Hi, I’m new to audio signal processing and to pytorch and I’m having some trouble understanding this part of the docs of the torchaudio load function:

normalization (bool, number, or callable, optional) – If boolean True, then output is divided by 1 << 31 (assumes signed 32-bit audio), and normalizes to [-1, 1]. If number, then output is divided by that number If callable, then the output is passed as a parameter to the given function, then the output is divided by the result. (Default: True)

From what I understand, the function assumes the file to have a bit depth of 32 bit, however that bit depth is rather rare. Does 32-bit audio mean indeed bit depth or something else?

Also I don’t understand what is the meaning of output is divided by 1 << 31. What is meant by output and what is meant by 1 << 31?

I also assume 32-bit audio corresponds to the bits per sample.

1 << 31 is a left shift by 31 positions, so it translates to 1 << 31 == 2**31 == 2147483648, which would be the max value of each sample.
If I’m not mistaken, 32bit audio would have the range [−2,147,483,648, 2,147,483,647], so you would get a minimal error for the max positive value.

I also assume 32-bit audio corresponds to the bits per sample.

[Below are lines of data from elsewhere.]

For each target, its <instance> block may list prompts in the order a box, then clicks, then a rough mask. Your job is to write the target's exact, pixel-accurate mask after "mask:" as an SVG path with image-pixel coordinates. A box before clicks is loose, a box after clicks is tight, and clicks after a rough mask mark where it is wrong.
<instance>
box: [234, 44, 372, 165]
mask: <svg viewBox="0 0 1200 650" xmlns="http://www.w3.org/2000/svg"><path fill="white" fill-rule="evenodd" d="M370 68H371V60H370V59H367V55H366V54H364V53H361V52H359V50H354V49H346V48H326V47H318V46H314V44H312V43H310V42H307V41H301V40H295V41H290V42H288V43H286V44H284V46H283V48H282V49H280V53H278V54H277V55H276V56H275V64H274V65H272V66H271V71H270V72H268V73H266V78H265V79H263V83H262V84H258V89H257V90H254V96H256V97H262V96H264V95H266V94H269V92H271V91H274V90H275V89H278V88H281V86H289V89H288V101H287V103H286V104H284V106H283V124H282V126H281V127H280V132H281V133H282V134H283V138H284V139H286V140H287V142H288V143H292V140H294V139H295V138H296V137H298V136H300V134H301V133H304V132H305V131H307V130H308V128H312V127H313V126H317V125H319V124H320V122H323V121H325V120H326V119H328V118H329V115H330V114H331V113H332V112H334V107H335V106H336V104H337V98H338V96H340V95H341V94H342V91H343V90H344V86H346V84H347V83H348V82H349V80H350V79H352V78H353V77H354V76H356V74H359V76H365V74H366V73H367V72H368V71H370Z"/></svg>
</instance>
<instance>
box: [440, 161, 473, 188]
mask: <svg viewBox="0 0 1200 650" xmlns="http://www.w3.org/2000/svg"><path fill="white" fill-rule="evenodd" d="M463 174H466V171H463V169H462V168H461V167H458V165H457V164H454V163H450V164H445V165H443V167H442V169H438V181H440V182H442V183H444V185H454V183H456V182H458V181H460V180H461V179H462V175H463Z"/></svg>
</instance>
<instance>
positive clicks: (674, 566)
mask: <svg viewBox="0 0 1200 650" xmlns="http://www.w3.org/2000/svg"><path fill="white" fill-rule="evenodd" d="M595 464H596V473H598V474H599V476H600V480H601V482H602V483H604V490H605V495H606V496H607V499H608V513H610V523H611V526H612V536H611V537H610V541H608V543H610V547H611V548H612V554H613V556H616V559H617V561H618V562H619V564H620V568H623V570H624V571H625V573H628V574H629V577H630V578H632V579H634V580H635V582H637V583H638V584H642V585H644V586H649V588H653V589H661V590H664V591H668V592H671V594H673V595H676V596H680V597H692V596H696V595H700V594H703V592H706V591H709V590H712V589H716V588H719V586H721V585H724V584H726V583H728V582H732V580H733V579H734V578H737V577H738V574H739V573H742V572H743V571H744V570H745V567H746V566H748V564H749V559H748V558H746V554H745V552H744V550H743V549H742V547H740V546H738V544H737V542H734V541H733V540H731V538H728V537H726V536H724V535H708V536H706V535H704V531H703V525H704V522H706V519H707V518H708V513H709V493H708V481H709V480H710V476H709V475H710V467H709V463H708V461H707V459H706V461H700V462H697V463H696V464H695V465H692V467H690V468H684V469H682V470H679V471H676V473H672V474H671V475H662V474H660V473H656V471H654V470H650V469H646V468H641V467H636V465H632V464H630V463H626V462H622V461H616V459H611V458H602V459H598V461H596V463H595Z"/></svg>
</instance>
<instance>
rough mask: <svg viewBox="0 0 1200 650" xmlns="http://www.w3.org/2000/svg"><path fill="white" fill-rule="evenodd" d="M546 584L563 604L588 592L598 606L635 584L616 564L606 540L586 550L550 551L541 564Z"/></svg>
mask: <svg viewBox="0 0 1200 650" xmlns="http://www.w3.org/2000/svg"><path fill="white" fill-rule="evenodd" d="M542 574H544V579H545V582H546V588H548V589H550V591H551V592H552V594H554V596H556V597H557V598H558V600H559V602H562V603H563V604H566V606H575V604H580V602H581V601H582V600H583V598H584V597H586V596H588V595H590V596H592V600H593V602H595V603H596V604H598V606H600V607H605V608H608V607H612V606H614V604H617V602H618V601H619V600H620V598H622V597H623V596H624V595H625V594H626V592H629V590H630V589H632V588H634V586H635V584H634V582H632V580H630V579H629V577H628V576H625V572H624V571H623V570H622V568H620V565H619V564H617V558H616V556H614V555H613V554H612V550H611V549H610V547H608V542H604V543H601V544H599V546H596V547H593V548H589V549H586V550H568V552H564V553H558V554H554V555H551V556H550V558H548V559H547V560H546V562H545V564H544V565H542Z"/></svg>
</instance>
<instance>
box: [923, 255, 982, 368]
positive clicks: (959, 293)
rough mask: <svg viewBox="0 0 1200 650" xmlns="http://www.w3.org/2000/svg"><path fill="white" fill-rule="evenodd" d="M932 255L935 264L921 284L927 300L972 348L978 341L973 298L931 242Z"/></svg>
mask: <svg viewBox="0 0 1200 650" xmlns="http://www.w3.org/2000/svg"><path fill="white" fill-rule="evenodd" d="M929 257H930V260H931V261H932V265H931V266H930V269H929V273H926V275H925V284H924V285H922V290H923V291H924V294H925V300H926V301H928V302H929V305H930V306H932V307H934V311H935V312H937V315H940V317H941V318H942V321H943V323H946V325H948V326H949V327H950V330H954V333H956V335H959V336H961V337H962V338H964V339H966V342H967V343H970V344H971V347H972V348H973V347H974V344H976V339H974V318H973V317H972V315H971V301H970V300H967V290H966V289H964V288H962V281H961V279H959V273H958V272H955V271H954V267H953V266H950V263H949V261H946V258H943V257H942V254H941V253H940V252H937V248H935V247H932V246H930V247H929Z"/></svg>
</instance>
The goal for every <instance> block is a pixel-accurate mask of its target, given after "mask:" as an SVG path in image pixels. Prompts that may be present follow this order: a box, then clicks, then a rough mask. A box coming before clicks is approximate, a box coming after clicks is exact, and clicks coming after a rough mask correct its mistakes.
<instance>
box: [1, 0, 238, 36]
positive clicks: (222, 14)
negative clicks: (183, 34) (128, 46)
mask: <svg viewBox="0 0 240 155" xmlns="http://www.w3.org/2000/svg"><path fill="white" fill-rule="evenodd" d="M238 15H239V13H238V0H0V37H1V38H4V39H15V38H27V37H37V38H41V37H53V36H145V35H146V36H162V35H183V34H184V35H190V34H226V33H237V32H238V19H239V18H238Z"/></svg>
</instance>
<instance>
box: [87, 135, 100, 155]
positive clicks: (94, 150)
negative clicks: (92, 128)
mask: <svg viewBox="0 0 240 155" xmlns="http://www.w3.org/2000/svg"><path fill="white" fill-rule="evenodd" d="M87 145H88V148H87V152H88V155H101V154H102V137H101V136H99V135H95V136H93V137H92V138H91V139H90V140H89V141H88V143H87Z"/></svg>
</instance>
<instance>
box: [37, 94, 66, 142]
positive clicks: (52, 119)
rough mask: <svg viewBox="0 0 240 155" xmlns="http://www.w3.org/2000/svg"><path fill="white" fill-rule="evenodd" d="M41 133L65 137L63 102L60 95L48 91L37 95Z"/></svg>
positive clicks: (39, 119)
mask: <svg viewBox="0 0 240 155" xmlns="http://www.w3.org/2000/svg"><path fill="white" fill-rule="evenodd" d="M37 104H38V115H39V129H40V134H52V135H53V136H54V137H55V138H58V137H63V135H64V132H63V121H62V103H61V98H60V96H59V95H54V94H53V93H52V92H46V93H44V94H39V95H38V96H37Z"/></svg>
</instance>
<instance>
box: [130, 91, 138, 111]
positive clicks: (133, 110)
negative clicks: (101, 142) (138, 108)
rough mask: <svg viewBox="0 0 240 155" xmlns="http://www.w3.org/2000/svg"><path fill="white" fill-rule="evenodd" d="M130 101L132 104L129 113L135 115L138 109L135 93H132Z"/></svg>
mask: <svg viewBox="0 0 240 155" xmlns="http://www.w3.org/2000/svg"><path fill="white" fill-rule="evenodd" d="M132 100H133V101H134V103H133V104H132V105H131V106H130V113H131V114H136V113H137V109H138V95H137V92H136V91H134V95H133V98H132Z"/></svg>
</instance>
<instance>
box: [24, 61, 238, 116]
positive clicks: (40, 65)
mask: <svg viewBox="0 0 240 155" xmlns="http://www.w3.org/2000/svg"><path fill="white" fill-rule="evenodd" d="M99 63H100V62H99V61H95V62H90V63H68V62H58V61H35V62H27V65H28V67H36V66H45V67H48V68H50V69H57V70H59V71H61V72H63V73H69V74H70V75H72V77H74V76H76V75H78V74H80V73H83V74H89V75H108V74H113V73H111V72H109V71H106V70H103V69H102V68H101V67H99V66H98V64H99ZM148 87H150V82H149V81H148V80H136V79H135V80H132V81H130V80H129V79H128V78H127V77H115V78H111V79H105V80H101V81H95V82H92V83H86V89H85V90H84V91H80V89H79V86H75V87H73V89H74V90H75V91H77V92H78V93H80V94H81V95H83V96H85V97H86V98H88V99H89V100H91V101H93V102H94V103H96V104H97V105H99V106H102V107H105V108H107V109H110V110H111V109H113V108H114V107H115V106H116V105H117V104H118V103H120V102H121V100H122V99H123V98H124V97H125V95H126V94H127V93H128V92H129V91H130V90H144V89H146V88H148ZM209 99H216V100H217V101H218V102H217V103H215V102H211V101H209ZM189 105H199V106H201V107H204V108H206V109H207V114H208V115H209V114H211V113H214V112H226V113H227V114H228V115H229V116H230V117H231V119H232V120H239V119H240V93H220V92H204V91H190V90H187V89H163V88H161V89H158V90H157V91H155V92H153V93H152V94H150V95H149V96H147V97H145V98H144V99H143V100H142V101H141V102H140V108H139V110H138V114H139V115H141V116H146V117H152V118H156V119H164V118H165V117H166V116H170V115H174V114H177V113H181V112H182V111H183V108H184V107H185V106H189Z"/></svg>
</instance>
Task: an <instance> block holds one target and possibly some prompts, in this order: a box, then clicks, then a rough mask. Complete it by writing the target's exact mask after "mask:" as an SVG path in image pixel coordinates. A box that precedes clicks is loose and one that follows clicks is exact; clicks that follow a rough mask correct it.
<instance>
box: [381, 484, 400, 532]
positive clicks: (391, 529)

as if i normalize with True I get a tensor with max and min values [-1,1]:
max: 0.0881
min: -0.1289

while if I use normalization=16:
max: 11821056
min: -17301504

and for normalization=False:
max: 1.8914e+08
min: -2.7682e+08

indeed the std and avg of the data loaded using normalization True are between 0 and 1 so it seems like the correct normalization for the data I’m working with.